At the edge of a merry Baylor locker room after the Bears bounced Syracuse from the NCAA Tournament on Thursday night, John Jakus pinned himself against a wall and weighed Fate’s idea of the perfect martini.
“This is one of the least-favorite things I’ve ever done in basketball,” he admitted. “I don’t say that lightly, either. But it’s better than going home.”
A few yards away, Rem Bakamus corkscrewed his expression into a modified Debbie Downer and pronounced, “This is going to be weird. It already is.”
Weird, but perhaps more common than ever, thanks to the increasingly tangled branches of the college coaching tree.
Come Saturday afternoon, the Bears and Gonzaga Bulldogs meet for the prize of a spot in the Sweet 16 – trips Jakus and Bakamus shared three years running at Gonzaga when Jakus was part of the basketball staff and Bakamus was the court-jester walk-on whose bench pantomime made YouTube nearly as often as the Zags’ highlights.
This weekend, they locker across the hall with the Bears – Jakus in his second year as an assistant coach, Bakamus a graduate aide who is fending off verbal darts from pretty much all sides.
“He said all the Baylor guys have been giving him mess all week,” reported Jack Beach, Bakamus’ former walk-on compadre at Gonzaga.
And his old teammates?
“Oh, there’ll be some trash talking, for sure,” Beach said.
Second-round company loves misery.
It was about one region into last Sunday’s NCAA Selection Show broadcast that Bakamus’ phone buzzed with a text from Beach predicting that the Zags and Bears would find themselves matched in the same pod out West and destined for a round-of-32 rendezvous.
“But somehow, I just had that feeling all year,” Bakamus said.
The Zags making like a No. 1 seed since November, he meant, and Baylor looking very No. 8-or-9-ish, scuffling through a season rife with injury setbacks and yet still in the hunt for the Big 12 title until the final week.
The old Triple-A ethos – anybody, anywhere, any time – that was a cornerstone in the early days in Gonzaga’s rise to national prominence always had one caveat for head coach Mark Few: He wasn’t going to schedule against his closest friends in the game. And after three years on Few’s staff, Jakus is certainly that – “an unbelievable person,” Few gushed, “who had a real impact on the program – and me.”
But in the NCAAs, you get who they give you for dance partners. Hence Jakus’ regrets.
“I don’t want them going home,” Jakus said, “and I especially don’t want their kids going home.”
Or, it goes without saying, Baylor’s kids.
Jakus was Gonzaga’s director of operations for three years, a catch-all role in which one major element was statistical analytics. If his predecessor, Jerry Krause, nudged the Zags toward paying attention to metrics, Jakus advanced the agenda considerably.

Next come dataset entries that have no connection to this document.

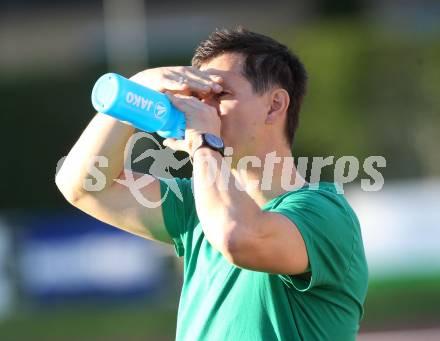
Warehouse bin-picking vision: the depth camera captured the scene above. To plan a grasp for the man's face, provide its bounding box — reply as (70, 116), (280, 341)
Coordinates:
(200, 53), (270, 156)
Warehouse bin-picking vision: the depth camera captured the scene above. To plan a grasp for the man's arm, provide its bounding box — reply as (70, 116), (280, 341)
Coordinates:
(55, 67), (221, 243)
(55, 113), (171, 242)
(193, 148), (309, 275)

“He did it in such a way that I could see some real effects,” Few said, “and he helped the players understand the effects of learning from analytics. But he was a very relational guy, too, and that was probably his biggest impact.”
One of the relationships he fostered was with Bakamus.
The son of a legendary high school coach in Longview, Washington, Bakamus said he “resisted the idea of coaching” and after graduation in 2017 worked for Beach’s dad and former GU great Dan Dickau in their Scorebook Live technology startup.
“They were great to me, but I wasn’t going to make it behind a desk,” he said.
So he reached out to Jakus, who noted the Bears get flooded with applicants for graduate assistant openings (“I’ve seen 10-15 this week,” he said).
“I wouldn’t call what I do coaching yet,” Bakamus said, “but I’m trying to prepare.”
He’s also trying to “tone down the bench antics” – it helps that he doesn’t actually sit on the bench, but in the front row behind it – and see the game a little differently.
But it’s hard not to see it from the Gonzaga point of view.
Bakamus said he watched every Zags game this season – “sometimes twice, if I was bored at the office.” Jakus estimated he saw 70 percent and called the Bulldogs “not just good but historically good.”
But his warm feelings for the program go far deeper than numbers.
“I don’t think they’ll ever get enough credit what they’ve done there,” he said. “Their player development, and the wisdom with which they run a program, and fund-raise and lead and engage the community – there’s no better example in the country for doing it right and being rewarded for it.
“It’s remarkable – the way they teach a system and the culture they create in the locker room. It’s not normal. It’s special.”
“Not normal” also applies to the circumstances of Saturday.
“But they wouldn’t have done a very good job with me,” Bakamus said, “if I didn’t want to beat them.”